To effectively treat pain, especially chronic pain, we must take a biopsychosocial approach, regardless of a patient’s age. Prospective research shows adults are more likely to develop chronic low back pain if they experience low back pain as a child. Risk factors for initial bouts of chronic low back pain include poor sleep, anxiety, depression, low life satisfaction, and low self-esteem. To effectively help patients, we need to address the causes, not chase symptoms. This means examining and potentially involving family and other social elements. The questions this recent scoping review (PMID: 36587243) sought to answer were whether including psychosocial components of care improved outcomes for adolescents with back pain and whether families were involved in the treatment process.

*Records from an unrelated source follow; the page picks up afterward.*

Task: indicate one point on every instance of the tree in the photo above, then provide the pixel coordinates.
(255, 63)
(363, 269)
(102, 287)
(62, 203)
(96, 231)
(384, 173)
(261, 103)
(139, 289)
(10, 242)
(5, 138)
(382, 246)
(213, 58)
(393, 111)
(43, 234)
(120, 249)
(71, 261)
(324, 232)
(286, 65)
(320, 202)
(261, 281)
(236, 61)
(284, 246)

The review was limited to randomized trials assessing the treatment of adolescents aged 12 to 17 years old with persistent or recurrent low back pain. Recurrent could be as little as two episodes and they did not define the duration to be classified as persistent. Most research uses 3- or 6-month marks. Only 8 studies met the inclusion criteria. Unfortunately, the trials did not provide great detail regarding the interventions, limiting the ability to draw conclusions about the importance of psychosocial considerations. One of the biggest limitations of randomized trials can’t be addressed as it would change the nature of the design – the need for standardization. No two people are the same, thus, no psychosocial assessment and intervention should ever be identical. It is hard/impossible to test tailored psychosocial interventions in a standardized manner and conclude the exact methodology to use with future patients.

What we can conclude from this review is that updated research is lacking regarding adolescents. The trials focused on a biomechanical approach to pain and families were not involved aside from providing consent. We likely would use the same educational strategies for a 12-year-old as a 52-year-old, but that doesn’t mean psychosocial contributions to pain should be ignored.